"I have no idea about the Oscars. It's like applying for college, I'm given to understand. You have to fill out the application form and give them a written-out version of the music and a copy of the two-sheet — I don't know what that is because I'm a Broadway baby — and then, I guess, maybe you get recommendations . . ."
The press conference for the film musical "Nine" began on this naïve note from composer-lyricist Maury Yeston, who wrote three new songs for the film version of his Tony Award-winning musical.
They songs are: "Cinema Italiano," pranced out by Kate Hudson, exalting the glory days of Italian movies in the 1960s; "Take It All," sung by Marion Cotillard, written to replace the wife's original exit song, "Be On Your Own," and "Guarda La Luna," written specifically for Sophia Loren's contralto range to replace the Broadway show's original title tune (the mother's song, created for a high soprano, Taina Elg, in 1982).
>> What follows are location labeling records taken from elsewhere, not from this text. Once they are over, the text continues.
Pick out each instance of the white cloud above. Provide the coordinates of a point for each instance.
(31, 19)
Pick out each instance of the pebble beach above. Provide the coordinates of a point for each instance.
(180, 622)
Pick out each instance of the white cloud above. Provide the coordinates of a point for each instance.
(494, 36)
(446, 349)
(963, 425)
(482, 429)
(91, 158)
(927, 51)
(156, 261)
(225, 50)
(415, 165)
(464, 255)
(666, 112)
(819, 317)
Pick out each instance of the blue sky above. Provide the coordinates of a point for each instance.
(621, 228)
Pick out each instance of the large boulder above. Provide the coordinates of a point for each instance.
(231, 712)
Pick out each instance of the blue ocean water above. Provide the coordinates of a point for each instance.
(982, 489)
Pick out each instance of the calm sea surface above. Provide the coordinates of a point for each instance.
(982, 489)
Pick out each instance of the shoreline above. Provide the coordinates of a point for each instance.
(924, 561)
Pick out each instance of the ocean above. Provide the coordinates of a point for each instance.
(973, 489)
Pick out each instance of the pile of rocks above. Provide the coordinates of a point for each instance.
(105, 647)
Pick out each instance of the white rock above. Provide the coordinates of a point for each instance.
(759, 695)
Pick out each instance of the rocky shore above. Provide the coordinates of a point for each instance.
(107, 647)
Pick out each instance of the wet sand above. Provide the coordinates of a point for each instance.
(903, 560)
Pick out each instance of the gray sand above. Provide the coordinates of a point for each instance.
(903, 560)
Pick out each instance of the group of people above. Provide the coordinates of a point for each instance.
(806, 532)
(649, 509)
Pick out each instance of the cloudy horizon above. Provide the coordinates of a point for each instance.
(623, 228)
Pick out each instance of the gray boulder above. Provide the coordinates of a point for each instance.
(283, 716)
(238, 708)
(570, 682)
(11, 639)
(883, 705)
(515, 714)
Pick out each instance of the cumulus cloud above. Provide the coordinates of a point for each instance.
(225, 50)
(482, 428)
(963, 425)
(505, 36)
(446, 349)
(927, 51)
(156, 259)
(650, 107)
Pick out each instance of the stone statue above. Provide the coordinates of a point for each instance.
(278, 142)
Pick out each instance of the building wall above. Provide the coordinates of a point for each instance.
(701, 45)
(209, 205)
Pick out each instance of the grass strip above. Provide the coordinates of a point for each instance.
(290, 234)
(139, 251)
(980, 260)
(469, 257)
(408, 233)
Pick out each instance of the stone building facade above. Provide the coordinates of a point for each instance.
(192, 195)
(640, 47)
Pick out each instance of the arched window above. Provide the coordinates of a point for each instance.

The Motion Picture Academy subsequently ruled that all but the last was nominatable. The "Guarda La Luna" lyrics were from-the-ground-up new, but the melody was an instrumental in the original Broadway show's second act. (It's listed on the Columbia Broadway Masterworks CD as "Waltz from Nine.")
Maury's already met Tony, for Nine and Titanic. Will he shake Oscar's hand?